Occasionally students complain about homework. I’m sure that I did. I’m not very sure where I fit into the spectrum on workload for students. I simply attempt to give them enough exercise to accomplish the tasks that they need to achieve. When I used to teach history, I would occasionally get a comment on my evaluations that said preparing for my tests was “a monumental task”, but I always took it as a compliment. This week, upon hearing a few grumblings, I thought back to my Masters program at SMU. Two incidents in particular came to mind.
#1 – Dr. Carol Reynolds Hughes (check out her website here) was a brutal teacher, and I mean that as the highest compliment I can give. Her bibliography class was easily one of the top two hardest classes I have ever taken. After having us memorize the Library of Congress catalogue numbers for music, we began to work our way through them. One day, she started class like this, “In three weeks time we will be having a test on the ML134s. I will place several thematic catalogues around the classroom, and you will go from station to station and answer questions about them. Some of the catalogues, like the Köchel catalogue for Mozart and the Deutsch catalogue for Schubert, are in German. So, if you don’t read German, I suggest you learn some before the test. Here is a worksheet with 150 German words that you will definitely need to know if you want to pass the test.”
#2 – Dr. Donna Mayer-Martin (gone from us too soon) normally assigned about 1000 pages a week for reading. I was in her history of music theory class, and we met on Tuesday and Thursday. The class consisted of me, a particularly brilliant composer named Peeter Tammearu who is a polyglot with about 7 or 8 languages and is now a priest, an extremely bright musicology student named Maureen Adde who is now an attorney in Toronto, and two music therapy students. DM-M, as she was affectionately known, said on Tuesday, I want you to read the Boethius treatise for Thursday and some other article that I don’t recall right now. In any case, it was about 300 pages of reading. One of the music therapy students dared to complain saying, “We can’t read that much by Thursday. We have other classes aside from yours.” DM-M blinked at her several times in her inimitable way while she tried to comprehend what the girl was saying. She then said, “You are in graduate school! Do you know how few people in the world get to go to graduate school?! What in the world can you possibly be doing beside reading for my class for 4 or 5 hours a day?! You aren’t watching TV are you?! I expect you to be reading 4 or 5 hours a day for me.”
I don’t think I’ve ever had the courage to assign 300 pages in two days. I know I haven’t told students that they better learn how to read some German in 3 weeks. I do know that I still value being pushed so hard by two of the best teachers I ever had.

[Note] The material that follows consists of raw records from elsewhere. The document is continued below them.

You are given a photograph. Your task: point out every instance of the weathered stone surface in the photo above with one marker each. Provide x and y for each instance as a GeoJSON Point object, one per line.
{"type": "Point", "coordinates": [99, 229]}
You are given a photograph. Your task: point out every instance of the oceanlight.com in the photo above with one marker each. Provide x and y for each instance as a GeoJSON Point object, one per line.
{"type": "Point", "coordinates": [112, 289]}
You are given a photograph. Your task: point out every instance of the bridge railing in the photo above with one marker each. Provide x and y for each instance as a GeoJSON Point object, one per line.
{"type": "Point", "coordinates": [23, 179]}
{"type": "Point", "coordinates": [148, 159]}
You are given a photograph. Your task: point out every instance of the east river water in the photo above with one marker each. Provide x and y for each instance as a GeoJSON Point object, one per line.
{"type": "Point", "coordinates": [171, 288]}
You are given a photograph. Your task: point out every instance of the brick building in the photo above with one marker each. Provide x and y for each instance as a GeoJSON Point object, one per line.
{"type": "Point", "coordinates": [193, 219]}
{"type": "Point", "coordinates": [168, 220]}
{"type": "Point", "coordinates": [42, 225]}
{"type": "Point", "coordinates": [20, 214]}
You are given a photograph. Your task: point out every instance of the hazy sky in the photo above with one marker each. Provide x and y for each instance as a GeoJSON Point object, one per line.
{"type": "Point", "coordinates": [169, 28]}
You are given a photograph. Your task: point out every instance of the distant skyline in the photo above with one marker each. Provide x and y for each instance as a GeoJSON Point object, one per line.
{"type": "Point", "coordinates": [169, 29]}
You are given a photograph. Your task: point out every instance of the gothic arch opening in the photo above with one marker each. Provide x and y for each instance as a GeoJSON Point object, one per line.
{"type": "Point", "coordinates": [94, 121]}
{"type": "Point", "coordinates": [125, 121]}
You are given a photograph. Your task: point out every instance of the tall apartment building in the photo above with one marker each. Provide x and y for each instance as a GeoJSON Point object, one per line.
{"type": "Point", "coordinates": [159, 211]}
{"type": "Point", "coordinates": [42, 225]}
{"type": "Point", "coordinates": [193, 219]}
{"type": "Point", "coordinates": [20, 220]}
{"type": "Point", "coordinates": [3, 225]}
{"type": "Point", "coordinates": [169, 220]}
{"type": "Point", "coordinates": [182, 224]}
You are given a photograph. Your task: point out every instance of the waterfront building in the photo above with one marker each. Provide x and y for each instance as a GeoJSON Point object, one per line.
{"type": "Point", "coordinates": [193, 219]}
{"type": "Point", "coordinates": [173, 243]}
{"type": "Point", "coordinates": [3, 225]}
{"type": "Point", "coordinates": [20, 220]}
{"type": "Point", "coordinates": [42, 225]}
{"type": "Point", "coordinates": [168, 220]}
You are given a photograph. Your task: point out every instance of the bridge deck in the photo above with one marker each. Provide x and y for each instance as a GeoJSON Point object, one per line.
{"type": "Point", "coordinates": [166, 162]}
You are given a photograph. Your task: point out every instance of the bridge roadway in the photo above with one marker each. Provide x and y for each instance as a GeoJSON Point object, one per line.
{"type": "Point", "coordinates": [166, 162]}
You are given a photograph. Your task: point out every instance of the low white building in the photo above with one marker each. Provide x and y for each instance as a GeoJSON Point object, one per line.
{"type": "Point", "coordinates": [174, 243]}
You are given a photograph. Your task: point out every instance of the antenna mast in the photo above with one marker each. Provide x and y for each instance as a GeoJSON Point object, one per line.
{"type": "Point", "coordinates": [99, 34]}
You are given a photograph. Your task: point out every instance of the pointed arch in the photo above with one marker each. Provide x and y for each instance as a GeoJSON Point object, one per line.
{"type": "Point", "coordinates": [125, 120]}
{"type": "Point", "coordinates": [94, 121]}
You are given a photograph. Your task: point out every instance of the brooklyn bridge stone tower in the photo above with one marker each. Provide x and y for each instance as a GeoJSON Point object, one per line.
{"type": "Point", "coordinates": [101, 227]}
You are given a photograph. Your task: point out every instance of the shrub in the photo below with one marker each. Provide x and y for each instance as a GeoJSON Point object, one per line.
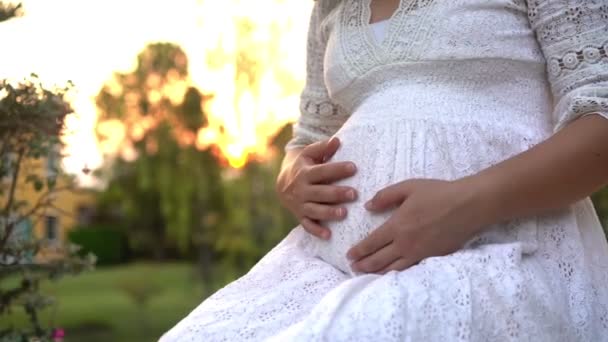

Yikes! 4 to 5 hours a day?! I do agree with that teacher, that many people would love to go to graduate school and few people get to do it, so we should push to do our best while here. However, reading 4 to 5 hours a day for one class is just unreasonable…if a graduate student must take at least 9 hours to be considered a full-time student, and all 3 of their 3-hour classes are thinking this way, that is 12-15 hours per day of reading. No matter what kind of superstar student you might be, that just doesn't leave enough time for going to classes, eating, and sleeping! I consider myself to be a hard worker but those types of mindsets bother me. I am fortunate to be studying with teachers who understand that we are spread thin and doing many things, and try not to monopolize our time like this. I worry about people who don't receive the same level of understanding.